🤖 AI Summary
This work addresses the problem of bounding the sampling error—measured in Wasserstein distance—for generative models based on critically damped Langevin diffusion (CLD). To this end, we propose a generalized dynamical model that introduces tunable noise hyperparameters in an extended state space, enabling controlled perturbation of data coordinates and thereby enhancing trajectory smoothness and sampling efficiency. Theoretically, we derive, for the first time, an explicit Wasserstein error bound under this framework, characterizing how hyperparameters govern convergence rate and sample quality. Methodologically, our approach unifies perspectives from statistical mechanics and Hamiltonian dynamics, integrating score matching with diffusion modeling to achieve superior generative performance.

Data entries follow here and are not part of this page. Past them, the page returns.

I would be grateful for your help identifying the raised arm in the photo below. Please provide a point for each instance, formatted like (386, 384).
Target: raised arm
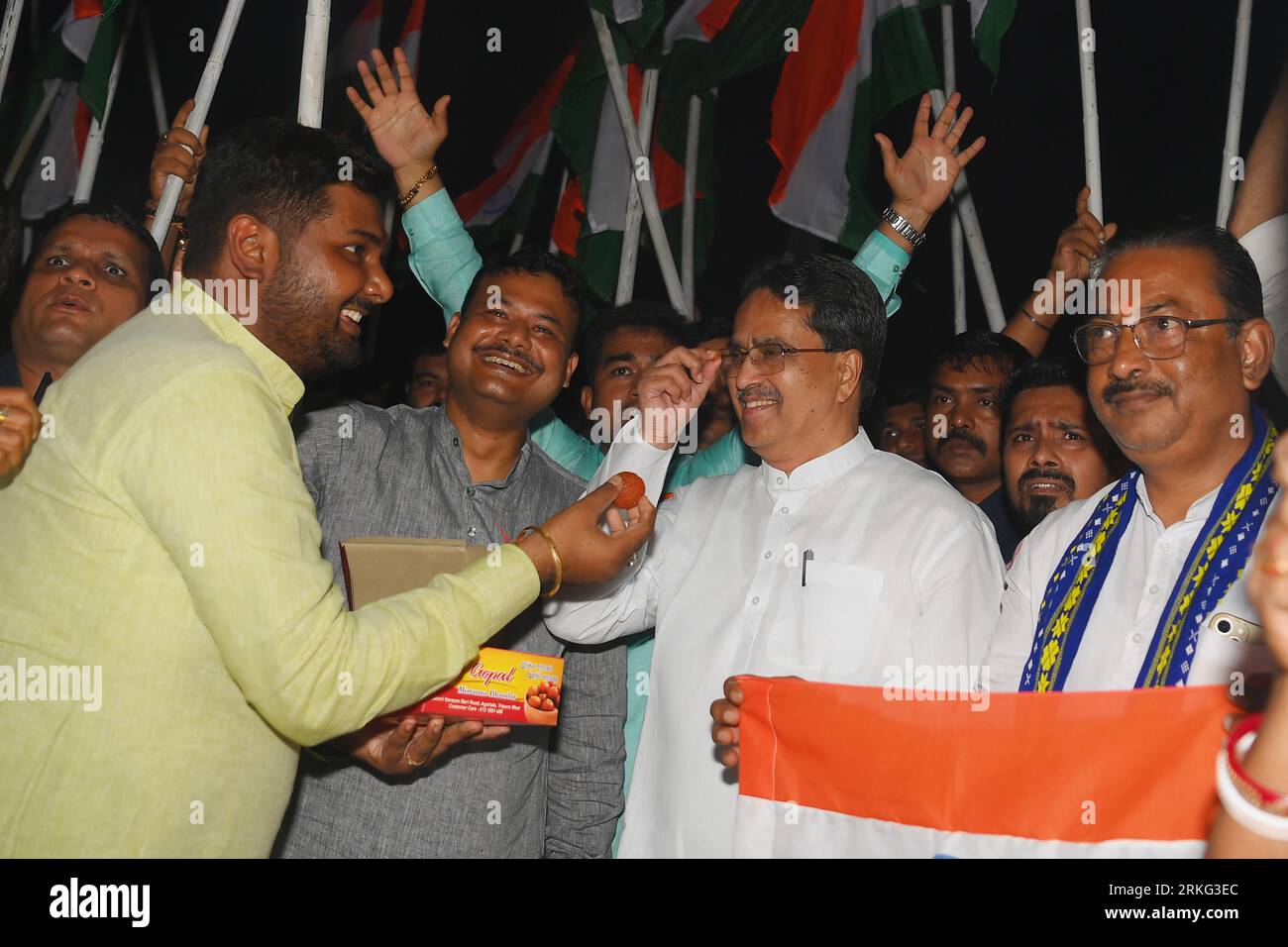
(919, 182)
(1080, 243)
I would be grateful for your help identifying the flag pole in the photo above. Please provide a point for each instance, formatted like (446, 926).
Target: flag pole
(1090, 112)
(563, 185)
(1234, 115)
(94, 141)
(317, 24)
(974, 237)
(29, 138)
(197, 118)
(8, 37)
(150, 50)
(634, 209)
(691, 197)
(954, 224)
(652, 214)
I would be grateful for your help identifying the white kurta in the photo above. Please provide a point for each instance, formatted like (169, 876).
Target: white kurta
(1119, 634)
(903, 571)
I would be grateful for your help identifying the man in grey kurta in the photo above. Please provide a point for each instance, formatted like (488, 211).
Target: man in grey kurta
(471, 472)
(529, 793)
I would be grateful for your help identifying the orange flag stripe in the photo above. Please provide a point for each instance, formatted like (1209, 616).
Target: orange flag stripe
(1076, 767)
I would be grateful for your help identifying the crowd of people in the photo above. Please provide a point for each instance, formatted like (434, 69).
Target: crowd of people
(172, 519)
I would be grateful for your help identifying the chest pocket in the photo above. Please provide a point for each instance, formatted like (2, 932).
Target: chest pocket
(831, 634)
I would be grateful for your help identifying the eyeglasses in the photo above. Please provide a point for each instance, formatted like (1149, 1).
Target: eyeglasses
(769, 359)
(1157, 337)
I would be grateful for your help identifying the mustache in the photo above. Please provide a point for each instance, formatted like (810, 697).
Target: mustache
(513, 355)
(756, 393)
(1120, 386)
(1039, 474)
(961, 434)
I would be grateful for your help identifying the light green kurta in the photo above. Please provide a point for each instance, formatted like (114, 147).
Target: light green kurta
(163, 534)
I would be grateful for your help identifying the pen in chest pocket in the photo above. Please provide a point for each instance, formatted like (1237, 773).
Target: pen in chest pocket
(805, 562)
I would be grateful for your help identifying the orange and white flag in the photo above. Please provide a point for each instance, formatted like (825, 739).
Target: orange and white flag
(832, 771)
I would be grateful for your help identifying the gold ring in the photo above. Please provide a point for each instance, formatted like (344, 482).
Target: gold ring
(413, 766)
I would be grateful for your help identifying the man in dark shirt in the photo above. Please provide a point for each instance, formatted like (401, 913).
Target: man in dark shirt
(93, 269)
(469, 472)
(964, 423)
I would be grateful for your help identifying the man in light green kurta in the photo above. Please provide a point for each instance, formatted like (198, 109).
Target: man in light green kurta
(163, 535)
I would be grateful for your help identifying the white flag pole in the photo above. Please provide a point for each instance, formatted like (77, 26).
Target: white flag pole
(974, 237)
(150, 50)
(8, 37)
(29, 138)
(954, 224)
(317, 24)
(94, 141)
(652, 214)
(197, 118)
(634, 208)
(1090, 112)
(1234, 115)
(691, 198)
(563, 185)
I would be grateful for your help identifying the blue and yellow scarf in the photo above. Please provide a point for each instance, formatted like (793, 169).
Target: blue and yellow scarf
(1212, 566)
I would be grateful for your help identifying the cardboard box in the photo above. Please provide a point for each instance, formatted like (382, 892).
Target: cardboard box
(500, 686)
(378, 567)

Empirical evaluation demonstrates that the proposed method consistently outperforms standard diffusion models in both error control and sample fidelity.
📝 Abstract
Score-based Generative Models (SGMs) have achieved impressive performance in data generation across a wide range of applications and benefit from strong theoretical guarantees. Recently, methods inspired by statistical mechanics, in particular, Hamiltonian dynamics, have introduced Critically-damped Langevin Diffusions (CLDs), which define diffusion processes on extended spaces by coupling the data with auxiliary variables. These approaches, along with their associated score-matching and sampling procedures, have been shown to outperform standard diffusion-based samplers numerically. In this paper, we analyze a generalized dynamic that extends classical CLDs by introducing an additional hyperparameter controlling the noise applied to the data coordinate, thereby better exploiting the extended space. We further derive a novel upper bound on the sampling error of CLD-based generative models in the Wasserstein metric. This additional hyperparameter influences the smoothness of sample paths, and our discretization error analysis provides practical guidance for its tuning, leading to improved sampling performance.